First, they try to get away with a huge £20 million robbery. Then some IRA members brutally (and I do mean brutally) murder a member of the nationalist community and try to cover their tracks: destroying video evidence, cleaning the murder scene, intimidating a pub full of witnesses, and arranging a special riot to stop the police from carrying out searches.

After the customary denials, Sinn Féin admit that the robbery was wrong, and the murder was a crime that maybe should be solved - preferably without actually talking to the police.

And then, in a move which shows exactly why the IRA must disband, the IRA presented its solution to the murder - more killing. They offered to shoot the men responsible!

Today Sinn Féin (who used to be known as the IRA's "political wing", but these days are said to have "an insight" into the thinking of the IRA) had the nerve to blame the police investigation rather than the crime for the blame that republicans are facing.

Finally (finally? We can only hope!) they capped it all by warning the family of murdered Robert McCartney to "be careful", and stay out of politics. They dressed it up with concern about what it would do to the integrity of their campaign for justice, but it was clear that the party which had two candidates, an ex-councillor, and a busload of supporters from Derry in the bar at the time of the murder does not want to come up against them in a vote.

Until recently these were the guys running the Department of Health and Public Safety.

What would Victor Meldrew have said?

Staggering Hypocrisy

Victor Meldrew used to exclaim: "I don't believe it!"

In the week that Microsoft successfully lobbied the EU Council of Ministers to import the US software-patent regime to Europe, to the benefit of Microsoft and the detriment of the European commercial and Open Source software industry, guess what Microsoft admitted.

That's right!
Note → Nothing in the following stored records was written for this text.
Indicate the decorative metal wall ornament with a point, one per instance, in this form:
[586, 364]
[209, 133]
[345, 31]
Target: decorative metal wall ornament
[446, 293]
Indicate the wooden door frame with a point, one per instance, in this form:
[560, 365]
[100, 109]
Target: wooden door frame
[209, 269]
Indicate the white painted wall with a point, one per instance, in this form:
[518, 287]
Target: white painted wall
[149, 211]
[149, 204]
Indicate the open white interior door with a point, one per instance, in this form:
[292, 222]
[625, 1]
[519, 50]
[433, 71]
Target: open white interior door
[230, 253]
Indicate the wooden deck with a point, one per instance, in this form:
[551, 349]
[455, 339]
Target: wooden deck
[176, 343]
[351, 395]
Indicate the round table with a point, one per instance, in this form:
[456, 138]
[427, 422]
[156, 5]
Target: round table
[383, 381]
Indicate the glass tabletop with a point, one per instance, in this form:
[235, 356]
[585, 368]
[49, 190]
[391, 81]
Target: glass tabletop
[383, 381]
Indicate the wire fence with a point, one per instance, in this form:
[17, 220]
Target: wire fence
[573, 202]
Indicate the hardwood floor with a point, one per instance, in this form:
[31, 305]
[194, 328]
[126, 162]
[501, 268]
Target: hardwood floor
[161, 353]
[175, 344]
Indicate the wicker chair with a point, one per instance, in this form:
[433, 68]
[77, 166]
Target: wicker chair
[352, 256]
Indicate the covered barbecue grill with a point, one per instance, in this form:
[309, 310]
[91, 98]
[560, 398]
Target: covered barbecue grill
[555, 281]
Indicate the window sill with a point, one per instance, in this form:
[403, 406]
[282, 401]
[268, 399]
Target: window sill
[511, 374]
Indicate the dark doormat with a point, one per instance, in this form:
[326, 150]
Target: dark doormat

The US system is not so wonderful, after all. A mere four days after foisting software patents on Europe, they announce that the US system needs to be reformed.

So the EU gets restrictive rules and control by MS and other patent monopolists, and MS gets "freedom to innovate" again back home.

Were they afraid that the Council of Ministers might have noticed the holes in their argument if they'd launched their campaign one week earlier?

Mr Meldrew might not have believed it, but I'm starting to wonder!

Monday, March 07, 2005

Denial of Democracy in Europe

I had intended to write on the tax on innovation being considered by the European Union, in the form of Software Patents. I was going to mention how it could allow major US corporations to paralyse parts of the industry in Europe, or tax them, at their discretion. I was going to mention how competition would be slashed. I'll come back to that later.

But on Monday the Council of the European Union (known as the Council of Ministers) defied its own procedures, the wishes of the European Parliament, and the request of a number of national Parliaments (including Denmark, the Netherlands, Spain and Germany). They passed a deeply flawed directive that will allow unrestricted patenting of software, giving major companies with huge portfolios of patents in the flawed US system a means to ambush almost any competitor without a similar portfolio.

If you need an example of how this works, consider this. In Japan, the major competitor to Word for Windows was removed from the shelves because of a patent lawsuit. Apparently an obscure part of their help screens infringed just such a patent.

Bad news for European competitiveness!
Good news for Microsoft!
Bad news for us!

The only people who can stop it now are our MEPs - time to write to them.

Sunday, March 06, 2005

Happy Mother's Day

In case my mother is reading this: "Happy Mother's Day!".

In case any Americans are reading this, Mother's day is not the same day over here!

Tuesday, March 01, 2005

What are MPs for, exactly?

I used to think that if the members of the House of Commons voted for a Bill it meant they were happy with it. Now, apparently, it just means that they reckon the House of Lords will clean up after them. At least that's what the Government's cunning "pass this detention-without-trial bill and then we'll fix it in the Lords" plan seems to be about. Just as well Tony Blair didn't get round to abolishing them altogether!

So what are we paying our MPs for, again?